The AI-powered Filter Assistant was designed for the Statistical Data and Metadata eXchange (SDMX) standard to improve User eXperience in navigating search results efficiently and effectively within the BIS Data Portal.
SDMX (Statistical Data and Metadata eXchange) is an international initiative that aims to promote more efficient processes for exchanging and sharing statistical data and metadata among international organisations, their constituencies, and data users.
The BIS Data Portal leverages the SDMX standard to publish and share its statistical datasets in a structured, interoperable format, enabling efficient access, integration, and analysis across institutions.

In the BIS Data Portal, each (Solr) document represents a timeseries, a sequence of observations recorded at regular intervals over time.
Time series are grouped into dataflows, which organise related series according to a shared structure and thematic focus.
Each dataflow corresponds to a specific domain of economic or financial data and acts as a structured container for a series on a particular topic. It is defined by a Data Structure Definition (DSD), which specifies its dimensions and attributes.

AI Dimensions Filtering Assistant Example

Let’s take, for example, the natural language query “What are the office space prices in Rabat”. It returns no results, highlighting how the current search in the BIS Data Portal struggles to retrieve relevant documents:

Thanks to the use of the AI-powered Dimensions Filtering Assistant, user intent can be automatically interpreted and the most relevant filters identified to refine search results:

To do this effectively, the model is provided with structured information from the dataset, including available topics, countries, and dimension values, so that it understands the context and the data structure it is querying against.

In this case, the assistant identifies the main topic as Commercial Property Prices and selects Morocco as the relevant country, correctly understanding that Rabat is its capital.
It then determines the appropriate dimensions based on the query context:

  • Covered area: Capital city/biggest city/financial centre
  • Real estate type: Office & Retail

These filters are returned in a structured JSON response and can be automatically pre-applied in the user interface, eliminating the need for manual selection and significantly improving the user experience.

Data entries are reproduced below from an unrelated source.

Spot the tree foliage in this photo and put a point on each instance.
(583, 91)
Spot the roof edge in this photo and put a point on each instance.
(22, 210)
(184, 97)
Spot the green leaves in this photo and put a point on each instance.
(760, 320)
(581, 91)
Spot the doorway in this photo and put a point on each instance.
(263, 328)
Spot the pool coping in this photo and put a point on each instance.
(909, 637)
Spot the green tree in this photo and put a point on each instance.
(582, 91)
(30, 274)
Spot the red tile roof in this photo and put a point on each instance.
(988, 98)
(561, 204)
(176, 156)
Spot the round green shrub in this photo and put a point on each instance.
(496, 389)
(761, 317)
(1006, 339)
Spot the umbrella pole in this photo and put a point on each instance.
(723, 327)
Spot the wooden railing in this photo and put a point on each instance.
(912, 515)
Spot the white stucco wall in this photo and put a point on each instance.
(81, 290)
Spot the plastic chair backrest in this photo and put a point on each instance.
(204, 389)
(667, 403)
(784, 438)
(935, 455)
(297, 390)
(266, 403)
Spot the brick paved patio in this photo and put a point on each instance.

LLM-based Search for SDMX Data

API Structure

We have designed the process using the components shown in the diagram below:

1) The AI Filter Assistance (RESTful) API: developed using Python and FastAPI, is the main component responsible for handling search requests from the user interface. It accepts a natural language query as input, delegates it to the appropriate APIs for subsequent processing and returns relevant topics and dimensions in a structured format.

2) SDMX: at application startup, a series of SDMX endpoints are invoked to retrieve all the necessary SDMX data and metadata required for the suggestion system to work properly. The retrieved data is parsed and organised into efficient data structures (such as dictionaries). To optimise performance and avoid redundant network calls at each application restart, these structures are then serialised and stored locally in a cache file. This mechanism ensures that the same information is not downloaded repeatedly, significantly improving startup time and reducing the load on external services. An endpoint has also been implemented, which is automatically triggered whenever changes are made to the data, ensuring the cache file is refreshed accordingly.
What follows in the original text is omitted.